Oh Eric so NOW you are backtracking and saying that you were just giving your opinion? Funny because earlier you were saying you “proved me wrong with facts”. So which is it? I can’t be wrong about an opinion. No one can. So you did not prove me wrong. I told you to kiss my butt because I found what you said stupid and insulting and wrong. So what? I also felt you were aiming it at me which you pretty much admitted you did. So I responded. Go cry into your pillow someone said something semi mean to you, Boo hoo,
I actually gave out homemade chocolate chip cookies for trick-or-treaters to eat as they walked around. I blogged about it here – http://katfrog.wegrok.net/2011/10/my-halloween-mission-chocolate-chip.html, and I updated my Halloween mission here – http://katfrog.wegrok.net/2011/11/my-halloween-mission-success.html
hmm… my main qualm about doing this (because I love baking and would love to pass out homemade treats) is that I don’t believe most kids would actually get to eat them. I mean, I was raised more or less free-range, but even my parents wouldn’t have let us eat homemade or unwrapped stuff on Halloween. Were they right? Probably not. But they thought they were, and I thought so at the time.
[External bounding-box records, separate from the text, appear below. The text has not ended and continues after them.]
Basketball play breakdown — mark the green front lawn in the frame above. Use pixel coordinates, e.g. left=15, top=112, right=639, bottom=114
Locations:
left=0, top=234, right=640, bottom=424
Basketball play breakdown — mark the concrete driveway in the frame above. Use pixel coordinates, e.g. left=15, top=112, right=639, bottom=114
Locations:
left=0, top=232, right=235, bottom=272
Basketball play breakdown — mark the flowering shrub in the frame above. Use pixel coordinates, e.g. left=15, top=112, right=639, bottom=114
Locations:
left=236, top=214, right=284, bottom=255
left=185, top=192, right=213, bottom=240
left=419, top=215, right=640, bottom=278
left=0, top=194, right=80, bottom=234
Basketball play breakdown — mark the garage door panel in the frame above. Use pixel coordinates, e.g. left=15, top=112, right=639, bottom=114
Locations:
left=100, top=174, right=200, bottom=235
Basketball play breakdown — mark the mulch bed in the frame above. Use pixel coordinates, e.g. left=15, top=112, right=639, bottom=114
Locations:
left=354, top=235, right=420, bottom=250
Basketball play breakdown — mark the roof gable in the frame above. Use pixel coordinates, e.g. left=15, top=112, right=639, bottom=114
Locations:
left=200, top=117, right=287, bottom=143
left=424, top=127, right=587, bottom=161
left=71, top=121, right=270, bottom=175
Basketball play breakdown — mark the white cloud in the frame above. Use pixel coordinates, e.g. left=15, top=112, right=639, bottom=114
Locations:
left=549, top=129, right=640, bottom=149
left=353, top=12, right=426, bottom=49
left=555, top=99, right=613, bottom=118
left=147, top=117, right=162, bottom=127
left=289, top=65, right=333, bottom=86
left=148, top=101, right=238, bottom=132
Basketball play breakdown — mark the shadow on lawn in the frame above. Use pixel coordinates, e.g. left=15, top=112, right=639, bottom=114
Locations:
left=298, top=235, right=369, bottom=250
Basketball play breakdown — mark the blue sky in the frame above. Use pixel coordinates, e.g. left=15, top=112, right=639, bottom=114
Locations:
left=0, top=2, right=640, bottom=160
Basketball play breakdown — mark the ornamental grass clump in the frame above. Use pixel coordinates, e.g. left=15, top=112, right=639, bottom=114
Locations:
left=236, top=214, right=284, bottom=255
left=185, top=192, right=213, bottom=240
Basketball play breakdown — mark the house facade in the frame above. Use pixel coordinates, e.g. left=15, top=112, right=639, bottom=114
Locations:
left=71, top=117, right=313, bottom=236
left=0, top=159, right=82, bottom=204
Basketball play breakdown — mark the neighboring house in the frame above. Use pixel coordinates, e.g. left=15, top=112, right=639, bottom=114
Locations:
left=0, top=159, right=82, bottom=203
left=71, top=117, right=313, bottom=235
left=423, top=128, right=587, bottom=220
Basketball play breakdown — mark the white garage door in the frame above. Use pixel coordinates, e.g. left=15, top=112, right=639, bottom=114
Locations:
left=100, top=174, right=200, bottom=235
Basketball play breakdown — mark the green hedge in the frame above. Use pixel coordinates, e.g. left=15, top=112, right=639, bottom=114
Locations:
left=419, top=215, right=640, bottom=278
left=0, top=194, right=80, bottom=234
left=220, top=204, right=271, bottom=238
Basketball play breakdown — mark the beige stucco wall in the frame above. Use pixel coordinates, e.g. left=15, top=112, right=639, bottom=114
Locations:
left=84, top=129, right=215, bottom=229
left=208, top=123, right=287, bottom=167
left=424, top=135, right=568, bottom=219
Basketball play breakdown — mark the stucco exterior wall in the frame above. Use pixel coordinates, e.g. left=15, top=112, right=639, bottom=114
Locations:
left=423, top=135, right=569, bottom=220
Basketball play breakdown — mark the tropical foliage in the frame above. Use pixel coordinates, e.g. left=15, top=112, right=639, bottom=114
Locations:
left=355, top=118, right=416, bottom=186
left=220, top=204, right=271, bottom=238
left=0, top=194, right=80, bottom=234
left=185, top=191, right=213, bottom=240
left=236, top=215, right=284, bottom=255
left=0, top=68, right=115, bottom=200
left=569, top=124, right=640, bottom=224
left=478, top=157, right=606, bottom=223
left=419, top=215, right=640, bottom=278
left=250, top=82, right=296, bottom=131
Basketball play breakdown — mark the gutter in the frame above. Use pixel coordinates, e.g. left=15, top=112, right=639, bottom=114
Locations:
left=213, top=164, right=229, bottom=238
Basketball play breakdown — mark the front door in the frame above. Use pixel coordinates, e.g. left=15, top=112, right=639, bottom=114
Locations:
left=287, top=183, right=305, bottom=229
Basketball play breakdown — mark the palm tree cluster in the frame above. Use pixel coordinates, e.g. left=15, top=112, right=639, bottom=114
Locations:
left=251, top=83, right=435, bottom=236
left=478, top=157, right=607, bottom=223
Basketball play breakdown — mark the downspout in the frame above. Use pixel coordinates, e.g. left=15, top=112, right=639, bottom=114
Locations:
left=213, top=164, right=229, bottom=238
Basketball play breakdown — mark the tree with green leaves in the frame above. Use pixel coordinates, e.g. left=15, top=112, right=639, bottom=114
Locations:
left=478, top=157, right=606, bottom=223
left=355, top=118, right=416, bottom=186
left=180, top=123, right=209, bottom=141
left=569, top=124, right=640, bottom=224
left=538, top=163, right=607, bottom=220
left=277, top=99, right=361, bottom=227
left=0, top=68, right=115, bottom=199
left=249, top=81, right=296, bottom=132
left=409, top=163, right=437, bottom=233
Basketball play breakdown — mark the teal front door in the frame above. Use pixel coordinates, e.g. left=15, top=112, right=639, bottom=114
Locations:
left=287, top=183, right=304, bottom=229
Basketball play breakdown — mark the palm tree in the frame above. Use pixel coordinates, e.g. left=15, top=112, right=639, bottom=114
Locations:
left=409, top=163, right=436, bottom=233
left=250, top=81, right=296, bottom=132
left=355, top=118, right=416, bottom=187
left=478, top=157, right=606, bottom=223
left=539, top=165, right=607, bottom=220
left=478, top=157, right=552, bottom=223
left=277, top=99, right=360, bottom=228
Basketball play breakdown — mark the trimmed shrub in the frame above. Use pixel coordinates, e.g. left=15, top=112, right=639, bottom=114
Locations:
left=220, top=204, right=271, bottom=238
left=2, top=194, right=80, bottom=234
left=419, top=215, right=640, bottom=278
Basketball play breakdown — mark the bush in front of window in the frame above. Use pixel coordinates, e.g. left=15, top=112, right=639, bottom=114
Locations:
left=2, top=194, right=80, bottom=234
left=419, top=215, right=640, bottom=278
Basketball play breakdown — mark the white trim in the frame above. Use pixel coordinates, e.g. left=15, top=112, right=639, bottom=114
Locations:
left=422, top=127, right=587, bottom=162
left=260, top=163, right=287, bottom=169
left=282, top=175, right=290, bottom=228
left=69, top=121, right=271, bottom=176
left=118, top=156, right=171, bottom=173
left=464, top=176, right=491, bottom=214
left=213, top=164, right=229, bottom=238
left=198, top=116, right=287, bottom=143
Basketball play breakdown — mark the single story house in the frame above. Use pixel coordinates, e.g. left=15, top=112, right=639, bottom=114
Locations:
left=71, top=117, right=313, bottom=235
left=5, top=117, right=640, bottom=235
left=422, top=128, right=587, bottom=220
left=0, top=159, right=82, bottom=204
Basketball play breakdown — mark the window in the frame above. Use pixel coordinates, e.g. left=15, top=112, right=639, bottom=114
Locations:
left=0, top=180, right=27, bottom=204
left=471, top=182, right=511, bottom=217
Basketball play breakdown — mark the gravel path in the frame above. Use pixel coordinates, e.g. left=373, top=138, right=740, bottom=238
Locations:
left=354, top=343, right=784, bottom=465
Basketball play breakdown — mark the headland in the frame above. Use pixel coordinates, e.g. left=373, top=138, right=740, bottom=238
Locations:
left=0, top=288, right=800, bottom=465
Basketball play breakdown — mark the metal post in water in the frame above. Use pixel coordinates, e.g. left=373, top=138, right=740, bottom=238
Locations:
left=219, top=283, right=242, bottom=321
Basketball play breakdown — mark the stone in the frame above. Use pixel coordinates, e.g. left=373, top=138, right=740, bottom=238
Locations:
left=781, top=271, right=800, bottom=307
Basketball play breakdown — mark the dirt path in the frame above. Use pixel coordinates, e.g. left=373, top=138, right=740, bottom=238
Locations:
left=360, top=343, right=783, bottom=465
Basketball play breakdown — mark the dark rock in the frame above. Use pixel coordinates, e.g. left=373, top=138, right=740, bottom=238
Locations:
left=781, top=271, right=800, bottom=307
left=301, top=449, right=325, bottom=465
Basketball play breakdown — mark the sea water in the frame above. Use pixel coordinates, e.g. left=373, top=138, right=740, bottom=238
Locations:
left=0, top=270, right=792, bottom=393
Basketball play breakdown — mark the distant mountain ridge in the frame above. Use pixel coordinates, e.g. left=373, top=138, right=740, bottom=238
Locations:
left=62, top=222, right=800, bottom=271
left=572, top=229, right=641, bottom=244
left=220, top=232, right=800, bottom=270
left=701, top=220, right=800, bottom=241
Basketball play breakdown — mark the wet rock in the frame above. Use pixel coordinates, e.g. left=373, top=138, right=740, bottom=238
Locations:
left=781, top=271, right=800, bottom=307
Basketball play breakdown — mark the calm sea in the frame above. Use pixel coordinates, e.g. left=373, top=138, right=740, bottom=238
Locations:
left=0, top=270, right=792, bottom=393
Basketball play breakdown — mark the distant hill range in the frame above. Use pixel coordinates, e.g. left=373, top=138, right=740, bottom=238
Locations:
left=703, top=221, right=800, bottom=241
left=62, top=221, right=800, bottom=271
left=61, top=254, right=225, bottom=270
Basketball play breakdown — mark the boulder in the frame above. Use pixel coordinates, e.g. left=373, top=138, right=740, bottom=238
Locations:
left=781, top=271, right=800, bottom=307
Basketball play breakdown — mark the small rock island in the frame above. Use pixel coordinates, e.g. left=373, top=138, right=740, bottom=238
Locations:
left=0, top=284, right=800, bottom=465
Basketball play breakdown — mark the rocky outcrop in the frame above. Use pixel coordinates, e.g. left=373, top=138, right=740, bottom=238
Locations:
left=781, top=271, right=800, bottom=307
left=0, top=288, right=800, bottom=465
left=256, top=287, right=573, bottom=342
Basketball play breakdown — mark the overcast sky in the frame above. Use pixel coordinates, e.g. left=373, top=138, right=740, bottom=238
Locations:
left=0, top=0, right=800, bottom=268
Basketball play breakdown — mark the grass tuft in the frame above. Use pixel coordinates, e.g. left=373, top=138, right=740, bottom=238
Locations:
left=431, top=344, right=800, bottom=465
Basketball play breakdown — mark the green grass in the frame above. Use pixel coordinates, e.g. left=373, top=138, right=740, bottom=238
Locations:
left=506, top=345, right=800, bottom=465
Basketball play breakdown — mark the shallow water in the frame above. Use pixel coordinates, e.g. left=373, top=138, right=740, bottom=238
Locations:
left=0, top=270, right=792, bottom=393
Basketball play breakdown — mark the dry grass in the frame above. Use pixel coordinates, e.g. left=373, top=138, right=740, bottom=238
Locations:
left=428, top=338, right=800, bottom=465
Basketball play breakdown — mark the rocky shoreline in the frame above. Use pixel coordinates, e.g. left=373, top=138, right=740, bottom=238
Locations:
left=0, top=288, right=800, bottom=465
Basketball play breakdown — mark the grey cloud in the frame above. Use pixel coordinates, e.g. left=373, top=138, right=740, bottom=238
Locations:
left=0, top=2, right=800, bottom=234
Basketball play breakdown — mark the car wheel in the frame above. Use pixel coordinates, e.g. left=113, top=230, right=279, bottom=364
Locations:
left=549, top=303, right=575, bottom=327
So when a kindly neighbor lady dropped homemade cookies or popcorn balls into my bag, my reaction was disappointment – that was a dead house, no edible treats from there.
I’m interested to hear these statistics (or lack thereof) on dangerous Halloween candy, and I’ll certainly take them into account when my own kid is old enough to trick-or-treat and I have to make those same decisions… but when it comes to handing out stuff at my house? I’m not gonna take a chance on disappointing some poor kid just to make a point to their parents.